Nag!, Nag! Nag! Apparently Health Magazine, which called Smith Island Cake one of the nation's 50 fattest foods, wants us to have no fun.
Figuring that the summer is a time for travel and indulgent eating, the magazine picked a dish from each of the 50 states that could be bad for you. The choices were high in calories, loaded with fat, or served in gigantic portions. Smith Island Cake, recently named by the legislature as the official Maryland dessert, was the Free State's contribution to the list.
The take-home message from this report: Going on a road trip with the Health Magazine crowd would be a bummer.
Imagine a journey with them to Smith Island. You drive to Crisfield, hop on a boat for the ride over the Chesapeake Bay. You walk around the island, hoping the green-head flies don't eat you alive. You dine on some of the freshest, juiciest crab meat known to man. Then you say, "No Smith Island Cake for me because a serving has 26 grams of fat, which is about 33 per cent of my recommended daily allowance." Is this likely?

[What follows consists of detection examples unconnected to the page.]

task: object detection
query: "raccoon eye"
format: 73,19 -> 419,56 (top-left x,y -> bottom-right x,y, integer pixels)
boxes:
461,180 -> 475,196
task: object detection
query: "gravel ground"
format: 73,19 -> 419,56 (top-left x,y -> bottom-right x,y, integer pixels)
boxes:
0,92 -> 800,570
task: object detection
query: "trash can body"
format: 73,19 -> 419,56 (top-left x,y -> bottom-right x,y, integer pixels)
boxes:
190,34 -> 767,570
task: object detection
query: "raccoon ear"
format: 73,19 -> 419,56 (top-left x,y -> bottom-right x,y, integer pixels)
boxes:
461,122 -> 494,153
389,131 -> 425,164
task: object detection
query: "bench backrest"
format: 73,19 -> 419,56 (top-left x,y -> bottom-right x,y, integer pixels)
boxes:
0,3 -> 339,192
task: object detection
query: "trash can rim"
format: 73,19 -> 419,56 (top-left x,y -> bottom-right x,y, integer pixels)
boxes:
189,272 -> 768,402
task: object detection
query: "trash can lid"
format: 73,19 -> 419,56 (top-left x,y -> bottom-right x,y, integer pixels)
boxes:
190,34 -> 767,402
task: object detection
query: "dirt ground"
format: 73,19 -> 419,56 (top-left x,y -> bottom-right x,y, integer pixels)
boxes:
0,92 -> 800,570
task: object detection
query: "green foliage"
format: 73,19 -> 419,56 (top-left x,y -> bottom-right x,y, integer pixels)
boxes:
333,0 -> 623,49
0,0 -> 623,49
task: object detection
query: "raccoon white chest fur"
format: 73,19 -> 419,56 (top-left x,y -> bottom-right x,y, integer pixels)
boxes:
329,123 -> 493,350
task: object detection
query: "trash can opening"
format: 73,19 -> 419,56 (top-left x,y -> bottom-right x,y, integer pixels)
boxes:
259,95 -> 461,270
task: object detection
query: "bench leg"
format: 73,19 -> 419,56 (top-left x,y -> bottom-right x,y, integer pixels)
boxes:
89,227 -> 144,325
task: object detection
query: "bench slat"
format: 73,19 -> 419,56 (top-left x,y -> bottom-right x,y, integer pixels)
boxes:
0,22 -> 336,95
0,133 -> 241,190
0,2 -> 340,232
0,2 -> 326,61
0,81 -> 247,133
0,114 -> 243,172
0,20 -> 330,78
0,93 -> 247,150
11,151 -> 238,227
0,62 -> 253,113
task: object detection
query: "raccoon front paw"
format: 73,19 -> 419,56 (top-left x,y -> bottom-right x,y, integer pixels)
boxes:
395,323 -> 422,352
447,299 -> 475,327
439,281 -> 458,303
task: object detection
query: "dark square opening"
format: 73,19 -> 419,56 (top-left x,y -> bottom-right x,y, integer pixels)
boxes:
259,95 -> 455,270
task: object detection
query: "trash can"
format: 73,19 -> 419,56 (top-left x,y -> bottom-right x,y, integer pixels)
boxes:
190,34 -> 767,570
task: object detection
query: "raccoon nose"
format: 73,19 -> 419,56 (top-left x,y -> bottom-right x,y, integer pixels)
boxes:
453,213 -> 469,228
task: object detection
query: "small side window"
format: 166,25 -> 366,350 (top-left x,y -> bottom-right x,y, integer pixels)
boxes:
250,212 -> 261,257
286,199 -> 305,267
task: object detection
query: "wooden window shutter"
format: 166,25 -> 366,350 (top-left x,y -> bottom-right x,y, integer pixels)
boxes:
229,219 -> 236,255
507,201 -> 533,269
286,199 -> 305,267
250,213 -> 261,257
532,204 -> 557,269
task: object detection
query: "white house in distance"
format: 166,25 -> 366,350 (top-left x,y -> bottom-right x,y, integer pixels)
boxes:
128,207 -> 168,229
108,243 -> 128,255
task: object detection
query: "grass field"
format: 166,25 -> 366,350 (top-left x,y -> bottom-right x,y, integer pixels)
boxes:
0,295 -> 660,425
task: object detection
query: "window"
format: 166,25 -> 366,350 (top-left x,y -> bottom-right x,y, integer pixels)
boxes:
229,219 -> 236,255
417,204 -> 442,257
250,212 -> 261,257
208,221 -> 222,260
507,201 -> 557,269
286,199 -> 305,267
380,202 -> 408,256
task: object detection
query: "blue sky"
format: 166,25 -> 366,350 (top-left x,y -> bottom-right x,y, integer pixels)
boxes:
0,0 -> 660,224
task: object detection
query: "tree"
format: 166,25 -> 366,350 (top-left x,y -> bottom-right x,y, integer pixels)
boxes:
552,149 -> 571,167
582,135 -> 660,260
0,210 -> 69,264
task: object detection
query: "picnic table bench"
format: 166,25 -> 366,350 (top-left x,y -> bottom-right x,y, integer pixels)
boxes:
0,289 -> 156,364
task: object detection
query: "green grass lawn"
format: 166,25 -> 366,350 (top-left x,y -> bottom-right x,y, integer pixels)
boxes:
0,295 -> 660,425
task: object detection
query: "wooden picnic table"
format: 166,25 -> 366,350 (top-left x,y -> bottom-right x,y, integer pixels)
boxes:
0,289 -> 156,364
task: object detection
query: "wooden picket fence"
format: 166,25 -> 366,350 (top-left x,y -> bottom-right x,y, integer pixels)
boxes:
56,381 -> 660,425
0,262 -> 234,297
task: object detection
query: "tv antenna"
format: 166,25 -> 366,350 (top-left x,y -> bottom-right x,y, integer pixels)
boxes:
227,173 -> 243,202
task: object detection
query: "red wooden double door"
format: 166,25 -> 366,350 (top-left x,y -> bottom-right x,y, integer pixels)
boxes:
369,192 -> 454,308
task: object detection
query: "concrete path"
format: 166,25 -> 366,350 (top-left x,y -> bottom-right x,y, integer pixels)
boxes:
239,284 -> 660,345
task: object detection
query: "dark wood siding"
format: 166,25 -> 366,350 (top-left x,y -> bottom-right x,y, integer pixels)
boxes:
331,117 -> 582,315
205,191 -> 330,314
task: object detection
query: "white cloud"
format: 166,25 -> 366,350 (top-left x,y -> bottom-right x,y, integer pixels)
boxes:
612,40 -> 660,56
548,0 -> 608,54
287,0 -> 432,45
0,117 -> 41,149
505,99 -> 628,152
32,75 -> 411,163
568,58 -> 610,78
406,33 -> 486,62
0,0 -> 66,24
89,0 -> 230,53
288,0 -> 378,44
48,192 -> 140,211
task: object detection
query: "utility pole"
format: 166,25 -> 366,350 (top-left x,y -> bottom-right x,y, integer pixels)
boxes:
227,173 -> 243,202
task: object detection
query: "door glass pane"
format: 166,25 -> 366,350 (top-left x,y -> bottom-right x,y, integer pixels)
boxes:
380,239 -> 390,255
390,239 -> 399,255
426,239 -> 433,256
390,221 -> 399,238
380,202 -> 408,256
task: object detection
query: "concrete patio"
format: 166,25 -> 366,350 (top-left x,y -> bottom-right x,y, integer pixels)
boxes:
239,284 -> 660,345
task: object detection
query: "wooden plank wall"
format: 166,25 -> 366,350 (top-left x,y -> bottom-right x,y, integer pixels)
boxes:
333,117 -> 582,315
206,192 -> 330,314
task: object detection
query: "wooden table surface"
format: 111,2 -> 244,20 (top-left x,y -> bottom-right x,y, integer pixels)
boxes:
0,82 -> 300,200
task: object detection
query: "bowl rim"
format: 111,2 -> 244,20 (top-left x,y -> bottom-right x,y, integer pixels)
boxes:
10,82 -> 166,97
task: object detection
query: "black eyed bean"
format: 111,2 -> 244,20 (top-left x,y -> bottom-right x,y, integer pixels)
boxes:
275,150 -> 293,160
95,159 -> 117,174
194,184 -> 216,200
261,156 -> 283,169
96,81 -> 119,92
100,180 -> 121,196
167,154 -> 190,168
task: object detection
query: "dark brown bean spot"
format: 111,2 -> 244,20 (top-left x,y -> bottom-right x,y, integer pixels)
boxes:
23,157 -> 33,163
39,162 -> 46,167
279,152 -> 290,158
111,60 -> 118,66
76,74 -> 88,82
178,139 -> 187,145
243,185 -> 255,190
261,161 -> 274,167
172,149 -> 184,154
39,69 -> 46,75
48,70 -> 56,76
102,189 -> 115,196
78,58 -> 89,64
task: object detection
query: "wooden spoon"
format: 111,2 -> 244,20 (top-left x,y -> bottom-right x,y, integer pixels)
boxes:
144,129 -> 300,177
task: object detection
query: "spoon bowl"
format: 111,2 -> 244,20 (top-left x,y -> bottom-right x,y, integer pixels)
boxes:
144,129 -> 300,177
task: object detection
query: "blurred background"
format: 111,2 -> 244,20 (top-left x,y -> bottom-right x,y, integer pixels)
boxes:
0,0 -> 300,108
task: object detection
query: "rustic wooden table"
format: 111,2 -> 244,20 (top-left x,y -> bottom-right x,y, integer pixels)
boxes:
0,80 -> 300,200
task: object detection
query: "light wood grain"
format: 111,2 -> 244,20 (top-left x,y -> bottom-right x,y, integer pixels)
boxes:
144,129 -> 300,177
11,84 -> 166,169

We don't think so.
Yes, America has a weight problem. Yes we do tend to overeat, especially in the summertime. It probably says something about our psyche that we celebrate our nation's birthday by holding competitive eating events. Some of these endeavors, such as Nathan's International July Fourth Hot Dog Eating Contest, are televised from the mountains to the prairies to the oceans white with foam. What better way to honor America than to wolf down 68 hot dogs and buns in 10 minutes, a feat pulled off by last year's winner, Joey Chestnut?
Scolding about what we shouldn't eat does not seem to work. Conversely, compiling a list of the nation's forbidden foods can make some of them more attractive. Who knew, for instance that in Alaska there is an Eskimo Ice Cream that is made with berries and animal fat? Apparently there are two styles, the low-fat (9 grams per serving) version, which uses fish in the recipe, and the luxury version that employs reindeer fat, an ingredient that packs 91 grams of fat. If you are going all the way to Alaska to eat Eskimo Ice Cream, why wouldn't you go for the reindeer fat?
The South was not treated kindly by the magazine, which is published in Birmingham, Ala. The fried catfish of Arkansas, Alabama's bacon wrapped meatloaf, Louisiana's beignets, and the cherished corn dog of Texas were frowned upon.
In the Midwest oversized sandwiches — the BLT at Tony's I-75 in Birch Run, Mich., that used a pound of bacon, the Hardee's Monster Thickburger in St. Louis, Minnesota's Dairy Queen FlameThrower Grillburger — got the magazine's thumbs-down.
All the fault finding that goes with drawing up a list of 50 bad foods seems to have taken a toll on the finger-waggers at Health. By the time they got out West, some of their bad foods picks were not that naughty. The Utah scone, which is a version of our fried dough, registered a mere 6 to 8 grams of fat. In Wyoming the culinary criminal was the fatty lamb chop. All crime, as Durkheim told us, is relative.
As for Maryland's Smith Island Cake, there could be a quarrel about the numbers. Health says it has 26 grams of fat per serving. Another analysis of a cake using the recipe of a noted Smith Island cook, the late Frances Kitching, had 29 grams of fat. But when you are talking about a recipe that calls four cups of sugar — two for cake, two for the frosting — is fat really the dominant concern?
The cake, usually in nine or 10 layers with frosting in between, is very sweet. It was created by Smith Island women as a treat for their husbands who had spent a hard day working on the water. You burn a lot of calories hauling crab pots in and out of a boat. Nowadays not many cake eaters perform that kind of physical labor.
So if even after this bit of bad press, you crave a piece of Smith Island Cake, we recommend cutting a thin slice. Then after eating, doing a dozen sit-ups.